Machine learning offers a new set of powerful tools in environmental science. There are a broad range of data-driven approaches that can be applied to the spectrum of challenges that exist. An initial step then is to prepare a computer to undertake these tasks, and in so doing, to enable the widest possible range of machine learning capabilities. In this blog we will consider how to prepare your computer for machine learning.

Choosing a language

To develop custom and flexible approaches in environmental data science, you will likely need to produce code, and for this you need to select a language. A good place to start is with the powerful scripting languages of Python and R. These two languages are gaining pre-eminence amongst data scientists for handling and investigating the data challenges of machine learning. That is not to say these are the only languages available, there are many more – scala, julia and perl, to name a few, have their place. However, python and R are a good place to start! A particularly powerful feature of these languages is their ‘extensibility’. Straight out of the box they both have a wide range of tried and tested capabilities, but where additional features are required there is a huge range of libraries of extended functionality that can be linked into your projects – such as machine learning functions (eg. scikit-learnTensorFlow, and Theano), and advanced data handling capabilities (eg. DaskNumPypandas, and Numba) as well as a range of presentational and visualisation tools. There are many such libraries and selecting from them can pose a challenge.

The good news is that there is a full set of software tools that can be installed together in one go that includes all of these programming languages and libraries, designed for data science projects – this is Anaconda. If you install Anaconda, you will have installed 1,500+ packages for data science, and include both the latest Python and R environments and much more. Best still it is free to do (although paid-for offers exist that provide enterprise support). A package manager ‘Conda’ will help you keep the software tools up to date.

Installing Anaconda

The preferred means to install Anaconda varies depending on your computer type. Installers for Anaconda are available online and installation documentation is available.
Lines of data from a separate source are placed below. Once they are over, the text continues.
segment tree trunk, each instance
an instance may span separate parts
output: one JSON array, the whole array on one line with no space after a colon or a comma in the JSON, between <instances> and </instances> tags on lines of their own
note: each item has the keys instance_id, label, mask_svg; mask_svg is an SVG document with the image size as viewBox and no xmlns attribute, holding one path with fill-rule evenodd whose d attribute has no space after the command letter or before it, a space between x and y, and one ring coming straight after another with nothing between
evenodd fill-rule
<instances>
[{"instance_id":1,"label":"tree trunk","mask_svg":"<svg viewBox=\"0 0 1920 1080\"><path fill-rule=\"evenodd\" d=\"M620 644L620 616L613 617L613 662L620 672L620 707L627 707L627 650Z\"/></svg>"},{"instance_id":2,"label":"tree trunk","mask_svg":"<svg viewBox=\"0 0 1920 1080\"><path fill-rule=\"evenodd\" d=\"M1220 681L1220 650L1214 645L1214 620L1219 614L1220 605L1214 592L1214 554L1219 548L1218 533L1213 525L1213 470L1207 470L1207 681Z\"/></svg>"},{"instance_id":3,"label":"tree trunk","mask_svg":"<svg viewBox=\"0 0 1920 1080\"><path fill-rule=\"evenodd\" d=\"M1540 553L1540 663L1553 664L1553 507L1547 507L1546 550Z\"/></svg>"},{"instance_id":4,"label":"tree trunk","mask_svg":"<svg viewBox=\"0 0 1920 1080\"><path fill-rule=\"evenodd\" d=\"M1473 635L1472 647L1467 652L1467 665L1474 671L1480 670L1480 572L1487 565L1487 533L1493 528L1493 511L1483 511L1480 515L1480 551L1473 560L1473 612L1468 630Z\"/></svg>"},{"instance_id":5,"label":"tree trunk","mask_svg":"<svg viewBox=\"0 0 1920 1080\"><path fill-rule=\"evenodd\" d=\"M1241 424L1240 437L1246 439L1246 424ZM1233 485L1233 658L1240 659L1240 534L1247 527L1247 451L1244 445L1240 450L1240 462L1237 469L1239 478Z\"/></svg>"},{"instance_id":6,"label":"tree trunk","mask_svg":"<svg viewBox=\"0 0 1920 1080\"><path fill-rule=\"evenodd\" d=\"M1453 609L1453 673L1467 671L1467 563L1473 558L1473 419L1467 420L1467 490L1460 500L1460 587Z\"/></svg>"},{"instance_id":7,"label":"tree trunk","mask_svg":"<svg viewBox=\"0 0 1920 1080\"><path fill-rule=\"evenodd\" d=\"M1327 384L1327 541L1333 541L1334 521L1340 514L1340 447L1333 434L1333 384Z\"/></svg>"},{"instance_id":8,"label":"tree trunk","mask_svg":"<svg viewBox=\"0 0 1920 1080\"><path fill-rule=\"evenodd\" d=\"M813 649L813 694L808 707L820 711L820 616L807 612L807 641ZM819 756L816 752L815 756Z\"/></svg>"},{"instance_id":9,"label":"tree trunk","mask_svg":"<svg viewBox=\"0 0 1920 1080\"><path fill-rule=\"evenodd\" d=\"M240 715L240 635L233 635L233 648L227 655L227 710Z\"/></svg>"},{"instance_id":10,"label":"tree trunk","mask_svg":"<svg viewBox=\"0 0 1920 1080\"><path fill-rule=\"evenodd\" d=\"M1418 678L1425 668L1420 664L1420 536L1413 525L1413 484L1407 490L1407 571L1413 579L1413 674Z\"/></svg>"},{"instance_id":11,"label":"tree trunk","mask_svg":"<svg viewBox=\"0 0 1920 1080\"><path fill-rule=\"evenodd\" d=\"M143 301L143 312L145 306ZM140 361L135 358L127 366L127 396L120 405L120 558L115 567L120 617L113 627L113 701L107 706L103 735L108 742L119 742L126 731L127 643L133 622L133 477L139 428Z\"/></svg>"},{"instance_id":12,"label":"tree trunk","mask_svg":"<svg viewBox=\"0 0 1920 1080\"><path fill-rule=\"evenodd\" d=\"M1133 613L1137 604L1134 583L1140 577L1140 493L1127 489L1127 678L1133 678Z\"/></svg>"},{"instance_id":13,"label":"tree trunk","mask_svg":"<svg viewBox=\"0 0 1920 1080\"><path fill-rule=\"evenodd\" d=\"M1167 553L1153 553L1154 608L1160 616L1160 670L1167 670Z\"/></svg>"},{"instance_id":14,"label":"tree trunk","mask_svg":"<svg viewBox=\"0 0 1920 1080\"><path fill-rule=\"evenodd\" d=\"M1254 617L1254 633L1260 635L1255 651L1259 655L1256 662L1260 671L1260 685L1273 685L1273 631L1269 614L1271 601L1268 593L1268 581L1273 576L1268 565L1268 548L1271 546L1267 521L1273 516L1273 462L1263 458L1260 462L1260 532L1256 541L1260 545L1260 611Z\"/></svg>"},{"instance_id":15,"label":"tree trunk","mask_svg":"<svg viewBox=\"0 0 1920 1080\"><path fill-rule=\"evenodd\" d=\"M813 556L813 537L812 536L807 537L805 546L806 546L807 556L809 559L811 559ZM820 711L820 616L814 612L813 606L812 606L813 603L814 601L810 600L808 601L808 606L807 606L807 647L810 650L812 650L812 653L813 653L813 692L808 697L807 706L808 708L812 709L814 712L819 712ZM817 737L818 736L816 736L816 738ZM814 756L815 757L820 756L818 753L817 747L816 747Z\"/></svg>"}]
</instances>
For Windows, this is the best means to proceed. Although installers are also available for Mac OSX, for this it is also possible, and may be preferable, to use a system package manager such as brew. Brew is installed first, and then the anaconda ‘formulae‘ can be installed after.

Weka – an alternative

The Anaconda suite of tools can be overwhelming in that you have the 1,500 plus packages and a huge choice of tools.

Perhaps an easier introduction to Machine learning is the tool Weka. Weka was developed by the University of Waikato in New Zealand, and offers a collection of machine learning algorithms for data mining tasks. It includes tools for data preparation, classification, regression, clustering, association rules mining, and visualisation. A series of videos, an excellent manual and a MOOC can help the learning process. Many people use Weka to explore data and apply machine learning algorithms, and then if needed hand craft code in Python or R to further explore the data as required.